🚀 SMG v0.3.1 Released!
We're excited to announce SMG v0.3.1 – a game-changing release with 10-12x performance improvement and 99% memory reduction in cache-aware routing, plus enterprise-grade security!
🌲 Radix Tree / Cache-Aware Routing: 10-12x Faster + 99% Less Memory ⚡
Complete optimization overhaul of our cache-aware routing engine with stunning performance and memory gains:
Performance Improvements
- Our cache-aware routing can now handle over 216,000 cache insertions per second (up from 18,900), with latency dropping from 52.9 microseconds to just 4.6 microseconds per operation.
- For prefix matching across 10,000 tree entries, throughput jumped from 41,000 to 124,000 operations per second.
- Under concurrent load with 64 threads, the system processes 474,000 operations per second – a 7.9x improvement over the previous 59,000 ops/sec.
Data processing
- INSERT operations now process 440 MB/s (up from 38 MB/s),
- MATCH operations handle 253 MB/s (up from 83 MB/s).
Memory Improvements:
- ~99% memory reduction per tree node:
- Before: ~180 KB per node (DashMap default config on 170-core machines)
- After: ~1.4 KB per node
Result: Deploy 100x more cache entries in the same memory footprint!

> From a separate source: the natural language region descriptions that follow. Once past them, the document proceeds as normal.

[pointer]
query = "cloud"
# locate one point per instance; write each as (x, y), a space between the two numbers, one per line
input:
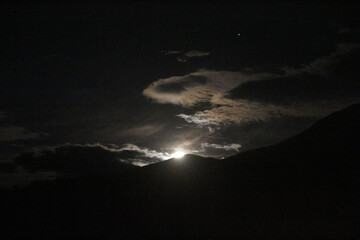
(321, 65)
(185, 56)
(218, 92)
(87, 159)
(229, 147)
(196, 53)
(203, 86)
(349, 30)
(13, 133)
(171, 52)
(146, 130)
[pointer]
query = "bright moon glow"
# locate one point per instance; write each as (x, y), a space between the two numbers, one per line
(178, 154)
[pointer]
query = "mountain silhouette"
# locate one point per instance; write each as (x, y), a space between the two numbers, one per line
(306, 187)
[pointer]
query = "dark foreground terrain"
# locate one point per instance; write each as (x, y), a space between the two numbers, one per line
(306, 187)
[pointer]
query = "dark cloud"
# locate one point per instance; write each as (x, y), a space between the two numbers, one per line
(13, 133)
(73, 161)
(7, 167)
(76, 159)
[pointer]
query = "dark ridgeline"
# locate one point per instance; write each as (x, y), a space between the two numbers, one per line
(305, 187)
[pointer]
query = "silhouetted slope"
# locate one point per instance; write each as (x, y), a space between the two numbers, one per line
(303, 188)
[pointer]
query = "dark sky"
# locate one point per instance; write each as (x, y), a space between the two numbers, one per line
(135, 82)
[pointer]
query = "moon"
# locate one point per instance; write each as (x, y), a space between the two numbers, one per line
(178, 154)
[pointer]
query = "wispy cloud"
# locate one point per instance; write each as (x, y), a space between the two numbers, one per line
(205, 88)
(146, 130)
(185, 56)
(226, 147)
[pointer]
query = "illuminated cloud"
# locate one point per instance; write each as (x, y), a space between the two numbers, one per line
(146, 130)
(13, 133)
(213, 91)
(226, 147)
(185, 56)
(203, 86)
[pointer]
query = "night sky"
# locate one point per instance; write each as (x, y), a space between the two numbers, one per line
(87, 87)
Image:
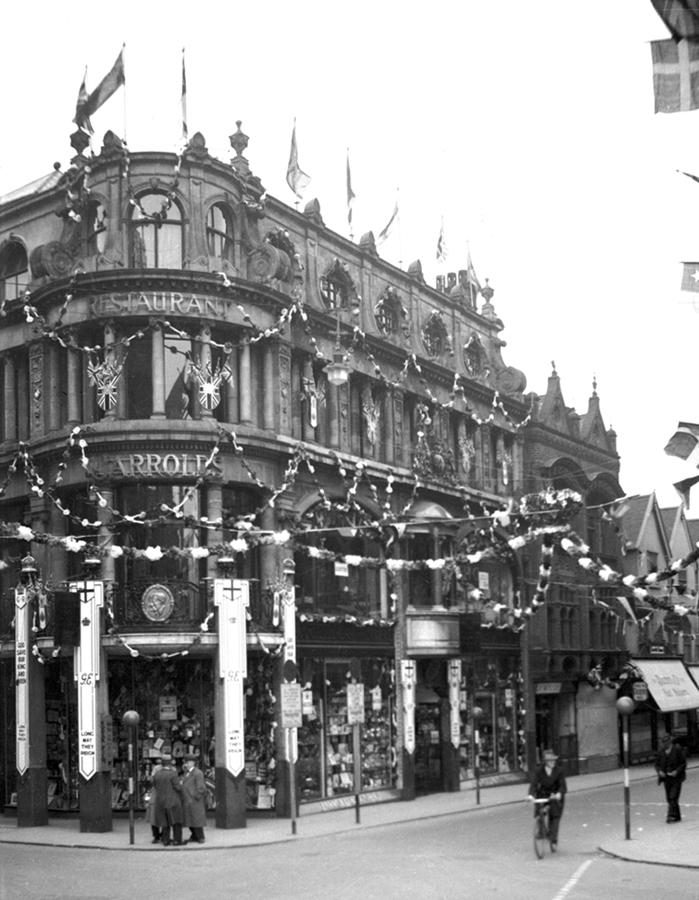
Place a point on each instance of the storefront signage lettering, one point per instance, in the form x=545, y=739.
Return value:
x=151, y=303
x=87, y=675
x=21, y=686
x=232, y=596
x=154, y=465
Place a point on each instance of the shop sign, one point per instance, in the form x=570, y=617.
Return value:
x=87, y=674
x=292, y=706
x=355, y=704
x=21, y=686
x=168, y=708
x=408, y=680
x=149, y=303
x=454, y=701
x=155, y=465
x=232, y=596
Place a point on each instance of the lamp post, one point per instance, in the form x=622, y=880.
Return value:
x=625, y=706
x=477, y=714
x=130, y=720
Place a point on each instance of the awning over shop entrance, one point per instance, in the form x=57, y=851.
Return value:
x=670, y=684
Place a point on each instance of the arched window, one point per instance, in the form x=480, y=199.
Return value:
x=219, y=233
x=14, y=269
x=156, y=233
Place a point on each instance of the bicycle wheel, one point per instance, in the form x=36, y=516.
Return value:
x=539, y=835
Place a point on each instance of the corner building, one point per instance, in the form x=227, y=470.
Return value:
x=216, y=409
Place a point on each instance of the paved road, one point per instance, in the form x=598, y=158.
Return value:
x=475, y=853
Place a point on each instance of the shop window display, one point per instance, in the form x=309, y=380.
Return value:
x=329, y=747
x=174, y=699
x=493, y=685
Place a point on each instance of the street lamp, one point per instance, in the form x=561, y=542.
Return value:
x=130, y=720
x=477, y=714
x=625, y=706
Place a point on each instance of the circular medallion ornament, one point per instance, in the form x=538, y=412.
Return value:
x=157, y=603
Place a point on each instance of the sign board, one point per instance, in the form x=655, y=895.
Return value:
x=640, y=691
x=669, y=683
x=355, y=704
x=292, y=705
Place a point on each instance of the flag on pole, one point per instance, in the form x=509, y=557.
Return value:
x=442, y=250
x=389, y=227
x=297, y=180
x=680, y=16
x=690, y=277
x=183, y=101
x=350, y=192
x=675, y=75
x=111, y=83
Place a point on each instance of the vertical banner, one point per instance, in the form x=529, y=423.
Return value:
x=87, y=674
x=289, y=652
x=232, y=596
x=408, y=675
x=21, y=686
x=454, y=698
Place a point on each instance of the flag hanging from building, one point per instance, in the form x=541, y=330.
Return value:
x=183, y=101
x=111, y=83
x=297, y=180
x=690, y=277
x=685, y=443
x=442, y=250
x=350, y=192
x=675, y=75
x=389, y=227
x=680, y=16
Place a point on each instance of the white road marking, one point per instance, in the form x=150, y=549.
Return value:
x=568, y=887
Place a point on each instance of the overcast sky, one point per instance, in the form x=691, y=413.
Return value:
x=529, y=127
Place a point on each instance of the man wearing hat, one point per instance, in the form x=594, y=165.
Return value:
x=671, y=765
x=549, y=782
x=168, y=805
x=194, y=799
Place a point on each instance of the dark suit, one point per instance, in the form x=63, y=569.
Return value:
x=671, y=767
x=544, y=784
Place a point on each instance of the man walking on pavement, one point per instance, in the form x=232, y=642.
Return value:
x=671, y=765
x=194, y=799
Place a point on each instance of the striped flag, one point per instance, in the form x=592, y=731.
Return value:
x=442, y=250
x=350, y=192
x=111, y=83
x=297, y=179
x=183, y=101
x=387, y=230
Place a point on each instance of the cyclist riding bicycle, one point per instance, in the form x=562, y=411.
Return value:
x=549, y=782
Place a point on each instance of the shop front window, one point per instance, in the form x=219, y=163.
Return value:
x=331, y=749
x=493, y=686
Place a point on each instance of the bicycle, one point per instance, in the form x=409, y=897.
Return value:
x=541, y=827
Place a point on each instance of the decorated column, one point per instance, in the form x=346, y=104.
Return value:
x=32, y=780
x=231, y=596
x=91, y=679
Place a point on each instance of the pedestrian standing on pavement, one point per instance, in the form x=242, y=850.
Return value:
x=549, y=782
x=194, y=799
x=150, y=807
x=671, y=766
x=168, y=803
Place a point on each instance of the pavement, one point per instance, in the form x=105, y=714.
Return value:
x=651, y=839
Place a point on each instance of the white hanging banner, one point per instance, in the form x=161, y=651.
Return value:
x=87, y=674
x=232, y=596
x=454, y=697
x=21, y=685
x=408, y=680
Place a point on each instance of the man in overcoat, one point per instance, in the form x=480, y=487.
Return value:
x=167, y=813
x=671, y=765
x=194, y=799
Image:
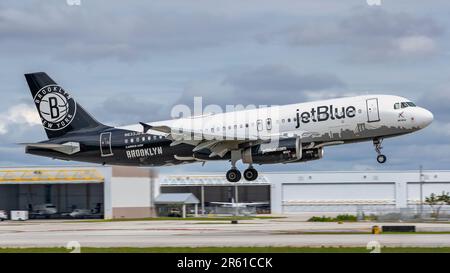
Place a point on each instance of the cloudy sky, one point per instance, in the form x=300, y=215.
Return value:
x=131, y=61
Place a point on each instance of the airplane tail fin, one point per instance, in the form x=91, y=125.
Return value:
x=59, y=112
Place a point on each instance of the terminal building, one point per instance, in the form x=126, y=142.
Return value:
x=128, y=192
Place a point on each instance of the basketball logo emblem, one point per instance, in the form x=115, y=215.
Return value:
x=56, y=107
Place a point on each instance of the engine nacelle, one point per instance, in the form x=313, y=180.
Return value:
x=311, y=154
x=282, y=151
x=285, y=150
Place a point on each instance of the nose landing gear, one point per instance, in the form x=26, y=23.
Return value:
x=250, y=174
x=233, y=175
x=381, y=158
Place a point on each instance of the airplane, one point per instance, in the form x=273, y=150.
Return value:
x=291, y=133
x=233, y=204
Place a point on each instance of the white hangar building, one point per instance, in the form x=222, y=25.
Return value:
x=295, y=192
x=126, y=192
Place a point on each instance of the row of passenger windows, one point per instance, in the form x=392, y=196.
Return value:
x=142, y=139
x=405, y=104
x=259, y=125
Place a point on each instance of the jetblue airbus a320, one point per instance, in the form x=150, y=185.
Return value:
x=279, y=134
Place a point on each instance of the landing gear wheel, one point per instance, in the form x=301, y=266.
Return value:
x=233, y=175
x=381, y=159
x=250, y=174
x=377, y=143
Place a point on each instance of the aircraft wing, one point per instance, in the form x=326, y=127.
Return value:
x=65, y=148
x=217, y=143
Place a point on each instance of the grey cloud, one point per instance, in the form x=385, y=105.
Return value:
x=438, y=102
x=98, y=29
x=123, y=109
x=368, y=34
x=264, y=85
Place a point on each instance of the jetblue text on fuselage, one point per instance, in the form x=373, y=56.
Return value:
x=325, y=112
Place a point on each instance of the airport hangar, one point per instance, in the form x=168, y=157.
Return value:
x=128, y=192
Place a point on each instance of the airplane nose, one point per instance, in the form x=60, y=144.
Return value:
x=425, y=118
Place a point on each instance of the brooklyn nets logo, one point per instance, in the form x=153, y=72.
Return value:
x=56, y=107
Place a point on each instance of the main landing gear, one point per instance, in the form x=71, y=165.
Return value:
x=234, y=175
x=381, y=158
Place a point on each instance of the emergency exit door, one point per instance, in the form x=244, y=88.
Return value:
x=105, y=144
x=373, y=114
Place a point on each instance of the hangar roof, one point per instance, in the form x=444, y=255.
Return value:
x=50, y=176
x=176, y=198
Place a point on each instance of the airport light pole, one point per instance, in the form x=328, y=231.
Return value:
x=203, y=198
x=421, y=190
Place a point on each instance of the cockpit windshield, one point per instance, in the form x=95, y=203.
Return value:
x=404, y=104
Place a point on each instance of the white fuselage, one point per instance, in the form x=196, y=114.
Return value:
x=338, y=120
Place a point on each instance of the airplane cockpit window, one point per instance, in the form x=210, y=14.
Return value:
x=406, y=104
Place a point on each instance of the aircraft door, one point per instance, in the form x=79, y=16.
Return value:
x=373, y=114
x=105, y=144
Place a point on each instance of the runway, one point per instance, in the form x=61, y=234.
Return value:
x=267, y=232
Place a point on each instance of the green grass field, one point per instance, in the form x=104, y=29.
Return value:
x=230, y=250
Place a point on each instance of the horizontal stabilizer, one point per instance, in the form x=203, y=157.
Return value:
x=162, y=129
x=65, y=148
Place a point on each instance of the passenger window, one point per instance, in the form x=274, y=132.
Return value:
x=259, y=125
x=269, y=124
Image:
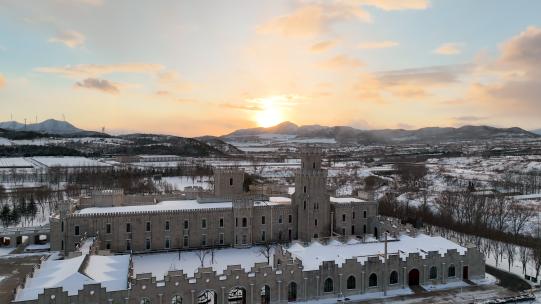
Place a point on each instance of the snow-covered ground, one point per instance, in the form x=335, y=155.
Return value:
x=188, y=261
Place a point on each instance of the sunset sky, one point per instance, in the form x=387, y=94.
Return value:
x=209, y=67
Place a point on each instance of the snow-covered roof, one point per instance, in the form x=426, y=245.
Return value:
x=68, y=161
x=17, y=162
x=313, y=255
x=160, y=263
x=345, y=200
x=178, y=205
x=111, y=271
x=162, y=206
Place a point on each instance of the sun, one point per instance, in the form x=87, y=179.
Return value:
x=270, y=114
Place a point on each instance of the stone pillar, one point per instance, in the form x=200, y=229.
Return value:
x=362, y=282
x=404, y=278
x=279, y=291
x=252, y=293
x=305, y=288
x=443, y=277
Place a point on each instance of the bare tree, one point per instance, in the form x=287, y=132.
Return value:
x=201, y=255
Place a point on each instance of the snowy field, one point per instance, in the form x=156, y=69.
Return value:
x=160, y=263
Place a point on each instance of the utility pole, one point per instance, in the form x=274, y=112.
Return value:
x=385, y=266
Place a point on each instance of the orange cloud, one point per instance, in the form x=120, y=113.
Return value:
x=323, y=46
x=341, y=61
x=98, y=84
x=391, y=5
x=69, y=38
x=96, y=70
x=378, y=44
x=450, y=48
x=312, y=20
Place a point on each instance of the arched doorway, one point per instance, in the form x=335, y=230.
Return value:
x=292, y=292
x=265, y=294
x=207, y=297
x=413, y=277
x=237, y=295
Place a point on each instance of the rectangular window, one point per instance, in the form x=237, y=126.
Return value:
x=204, y=240
x=185, y=242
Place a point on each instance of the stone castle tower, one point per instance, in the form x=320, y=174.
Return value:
x=311, y=199
x=228, y=182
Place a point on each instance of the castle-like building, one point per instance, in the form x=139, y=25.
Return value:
x=233, y=247
x=230, y=217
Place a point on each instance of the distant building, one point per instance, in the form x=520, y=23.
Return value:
x=325, y=247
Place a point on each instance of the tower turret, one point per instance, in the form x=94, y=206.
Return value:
x=311, y=199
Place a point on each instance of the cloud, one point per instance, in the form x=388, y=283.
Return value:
x=378, y=44
x=469, y=118
x=449, y=48
x=98, y=84
x=97, y=70
x=392, y=5
x=522, y=51
x=69, y=38
x=341, y=61
x=312, y=19
x=323, y=46
x=242, y=107
x=435, y=75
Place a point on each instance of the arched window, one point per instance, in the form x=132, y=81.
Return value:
x=144, y=301
x=176, y=300
x=373, y=280
x=292, y=292
x=393, y=278
x=451, y=272
x=328, y=285
x=351, y=283
x=433, y=272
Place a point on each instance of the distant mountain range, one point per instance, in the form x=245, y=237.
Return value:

For a typical deployment with 10,000 cached prefixes, memory usage drops from ~1.8 GB to just ~14 MB – freeing up resources for actual inference workloads.
Impact: Cache-aware routing is now 10-12x faster and uses 99% less memory. This is critical for large-scale multi-tenant deployments.
🔐 JWT/OIDC Authentication
Production-grade security for control plane APIs with native support for industry-standard OIDC providers: Google, Azure, Oracle, GitHub, and more. Protect tokenizer management, worker registration, and admin endpoints with enterprise authentication infrastructure you already use. Critical for enterprise deployments – seamlessly integrate SMG into your existing identity and access management systems.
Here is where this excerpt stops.